At the newly relocated Treasure Island Music Festival on Saturday, Santigold thrashed to “L.E.S. Artistes” and swayed to the reggae rhythm of “Run the Road” wearing a red cape covered in money, plastic water bottles and green moss. With its eccentric and eco-conscious attire (“money and plastic are ruining the environment” was the message I got) and textured, pastel-hued set design, Santigold’s performance looked and felt like something out of a ’90s Nickelodeon show—and it was glorious.
Her set wasn’t exactly PG, though—during her dancehall bop “Coo Coo Coo,” a dis to men who catcall women, a cartoon pig with six-pack abs and exposed genitals appeared on screen. The audience was clearly there for it: dozens of girls in Vans and tube tops stampeded to the front of the stage to join the singer for her electro-punk anthem “Creator,” about making one’s own rules.

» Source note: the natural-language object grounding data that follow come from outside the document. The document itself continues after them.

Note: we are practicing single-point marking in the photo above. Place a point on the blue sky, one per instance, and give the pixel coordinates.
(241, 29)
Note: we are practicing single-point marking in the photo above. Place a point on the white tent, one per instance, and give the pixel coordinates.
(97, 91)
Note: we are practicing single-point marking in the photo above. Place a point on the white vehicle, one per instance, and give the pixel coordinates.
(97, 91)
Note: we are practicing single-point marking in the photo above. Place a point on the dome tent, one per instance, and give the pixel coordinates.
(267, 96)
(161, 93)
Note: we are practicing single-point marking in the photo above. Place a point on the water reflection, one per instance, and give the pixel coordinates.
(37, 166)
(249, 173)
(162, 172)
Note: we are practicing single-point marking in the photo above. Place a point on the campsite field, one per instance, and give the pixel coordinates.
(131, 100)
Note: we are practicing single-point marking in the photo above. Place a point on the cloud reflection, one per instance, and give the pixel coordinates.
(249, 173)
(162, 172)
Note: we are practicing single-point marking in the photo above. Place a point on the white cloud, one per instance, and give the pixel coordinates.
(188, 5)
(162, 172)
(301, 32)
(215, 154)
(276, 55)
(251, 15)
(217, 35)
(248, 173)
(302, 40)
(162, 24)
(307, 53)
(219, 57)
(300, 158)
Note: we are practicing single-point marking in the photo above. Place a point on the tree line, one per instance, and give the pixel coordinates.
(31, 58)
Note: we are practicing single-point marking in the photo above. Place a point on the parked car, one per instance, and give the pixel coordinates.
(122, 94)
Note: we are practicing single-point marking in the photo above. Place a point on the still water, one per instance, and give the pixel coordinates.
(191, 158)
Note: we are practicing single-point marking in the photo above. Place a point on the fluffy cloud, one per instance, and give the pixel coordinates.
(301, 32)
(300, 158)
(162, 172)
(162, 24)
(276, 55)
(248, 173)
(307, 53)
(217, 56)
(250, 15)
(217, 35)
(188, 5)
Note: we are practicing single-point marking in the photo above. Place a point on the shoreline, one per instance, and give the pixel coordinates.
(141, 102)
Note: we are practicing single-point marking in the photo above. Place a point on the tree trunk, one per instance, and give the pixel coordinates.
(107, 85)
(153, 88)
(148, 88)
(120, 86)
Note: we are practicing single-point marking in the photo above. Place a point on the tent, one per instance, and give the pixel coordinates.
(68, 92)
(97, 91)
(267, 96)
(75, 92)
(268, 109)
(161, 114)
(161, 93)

Santigold’s out-there set was a climactic point of this year’s TIMF, which returned this year after a hiatus in 2017. Though it retains the Treasure Island name, the festival now takes place in Oakland’s Middle Harbor Shoreline Park due to ongoing construction on the actual Treasure Island.
The misnomer might be a little awkward, but the abundance of eclectic talent, warm weather and sweeping views of the San Francisco skyline made the festival’s growing pains easy to forget. Treasure Island was a little more bare this year—no Ferris wheel or silent disco—which kept the focus on the music.
Still, after Saturday’s colorful and eclectic lineup, the energy waned a bit on Sunday, which leaned toward indie rock. With the new location, Treasure Island could have also benefitted from a new approach to genres. The festival’s dichotomous schedule, with electronic music on the first day and rock on the second, is an institution that dates back to the festival’s beginnings in the late 2000s, when the prevalent hipster aesthetics were bloghouse electro and indie rock. But at this point, the separation between genres feels arcane and unnecessary, especially as Saturday grows more varied with additional hip-hop, pop and electronic subgenres each year and Sunday stays essentially the same.